Apache Airflow¶

★★★★★ Intermediate

Apache Airflow is an open-source platform for authoring, scheduling, and monitoring workflows as Directed Acyclic Graphs (DAGs). It is the de facto standard for data pipeline orchestration.

Architecture¶

Component	Role
Web Server	HTTP interface, user UI (default port 8080)
Scheduler	Periodically checks registered DAGs against schedule, creates DAG Runs
Worker	Executes tasks from the queue
Queue	Tasks waiting for execution (Redis, RabbitMQ)
Metastore	Stores DAG definitions, run history, task states (PostgreSQL, MySQL)

Scales horizontally by adding Workers and Web Servers.

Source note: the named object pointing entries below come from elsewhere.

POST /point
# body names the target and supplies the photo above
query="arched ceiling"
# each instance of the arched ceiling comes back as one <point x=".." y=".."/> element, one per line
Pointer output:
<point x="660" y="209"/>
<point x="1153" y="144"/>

DAG Structure (Five Blocks)¶

# 1. IMPORTS
from airflow import DAG
from airflow.operators.python import PythonOperator
from datetime import datetime, timedelta

# 2. TASK FUNCTIONS
def extract(): pass
def transform(): pass
def load(): pass

# 3. DEFAULT ARGS + DAG
default_args = {
    'owner': 'data_team',
    'depends_on_past': False,
    'retries': 2,
    'retry_delay': timedelta(minutes=5),
    'start_date': datetime(2024, 1, 1),
    'email_on_failure': True,
    'retry_exponential_backoff': True,
    'max_retry_delay': timedelta(minutes=30),
}

dag = DAG('etl_pipeline', default_args=default_args,
          schedule_interval='0 12 * * *', catchup=False)

# 4. TASK INITIALIZATION
t1 = PythonOperator(task_id='extract', python_callable=extract, dag=dag)
t2 = PythonOperator(task_id='transform', python_callable=transform, dag=dag)
t3 = PythonOperator(task_id='load', python_callable=load, dag=dag)

# 5. DEPENDENCIES
t1 >> t2 >> t3

TaskFlow API (Airflow 2.0+)¶

from airflow.decorators import dag, task

@dag(schedule_interval='@daily', start_date=days_ago(1), catchup=False)
def etl_pipeline():
    @task(retries=3)
    def extract():
        return requests.get(URL).content

    @task()
    def transform(raw_data):
        return pd.read_csv(StringIO(raw_data)).to_csv(index=False)

    @task()
    def load(data):
        print(f"Loading {len(data)} bytes")

    raw = extract()
    table = transform(raw)
    load(table)

etl_pipeline()

Advantages: XCom handled automatically, dependencies inferred from call chain, per-task retry overrides.

Schedule Options¶

Method	Example	Use Case
Cron	`"0 2 * * *"`	Fixed calendar-based
Presets	`@daily`, `@hourly`, `@weekly`	Common intervals
timedelta	`timedelta(hours=2)`	Fixed interval from last run
`@once`	Single execution	Manual triggers
`None`	No schedule	Manual only

Operators and Sensors¶

Type	Examples
PythonOperator	Run Python functions
BashOperator	Run shell commands
DummyOperator	DAG flow structuring, join points
S3KeySensor	Wait for file in S3
ExternalTaskSensor	Wait for task in another DAG
HttpSensor	Wait for HTTP endpoint success

Trigger Rules¶

Rule	Behavior
`ALL_SUCCESS`	Default - all upstream succeeded
`ONE_SUCCESS`	At least one upstream succeeded
`ALL_FAILED`	All upstream failed
`ALL_DONE`	All upstream completed (any status)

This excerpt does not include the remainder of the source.